"Excuse Me, Can I Have a Turn?" Female SCOTUS Justices Heavily Interrupted

The Harvard Business Review recently released the results of an enlightening new study about the speech patterns during SCOTUS oral arguments.

According to the article, a new empirical study shows that the male justices interrupt the female justices approximately three times as often as they interrupt each other during oral arguments. 

HBR examined the transcripts of 15 years of Supreme Court oral arguments, finding that women do not have an equal opportunity to be heard on the highest court in the land. In fact, as more women join the court, the reaction of the male justices has been to increase their interruptions of the female justices. Many male justices are now interrupting female justices at double-digit rates per term, but the reverse is almost never true. In the last 12 years, during which women made up, on average, 24% of the bench, 32% of interruptions were of the female justices, but only 4% were by the female justices.

And there is a consistently gendered pattern: In 1990, with one woman on the bench (former Justice Sandra Day O’Connor), 35.7% of interruptions were directed at her; in 2002, 45.3% were directed at the two female justices (O’Connor and Ruth Bader Ginsburg); in 2015, 65.9% of all interruptions on the court were directed at the three female justices on the bench (Ginsburg, Sonia Sotomayor, and Elena Kagan). With more women on the court, the situation only seems to be getting worse.

Not only do the fellow male justices interrupt the female justices, so too do the male advocates on the other side of the bench. Despite strict rules mandating that advocates stop talking immediately when a justice begins speaking, interruptions by male advocates account for approximately 10% of all interruptions that occur in court. In contrast, interruptions by female advocates account for approximately 0%. 
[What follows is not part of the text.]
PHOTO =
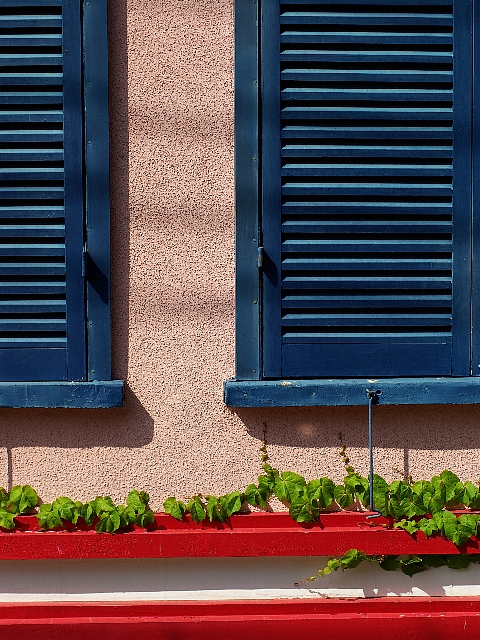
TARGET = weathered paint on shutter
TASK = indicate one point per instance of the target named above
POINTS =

While the female justices are being interrupted at far higher rates, at least they are learning to stop using polite prefatory words. Early in their tenure, female justices tend to frame questions politely, using prefatory words such as “May I ask,” “Can I ask,” “Excuse me,” or the advocate’s name. 

HBR ultimately found that women gradually learn to set aside such politeness. All four of the female justices have reduced their tendency to use this polite phrasing. Justice Sotomayor adjusted within just a few months. Justices O’Connor and Ginsburg gradually became less and less polite over decades on the court, eventually using the polite phrases approximately one-third as much as they did initially. Justice Kagan is still learning: She uses polite language more than twice as often as the average man, although half as often as she did in 2010.

Not surprisingly, HBR did not see a similar trend with the men, because male justices rarely use these polite speech patterns, even when they first enter the court. It is the women who adapt their speech patterns to match those of the men.
If it's this bad for arguably some of the most powerful women in the world, imagine what it's like for other women in the legal profession. We need to do better.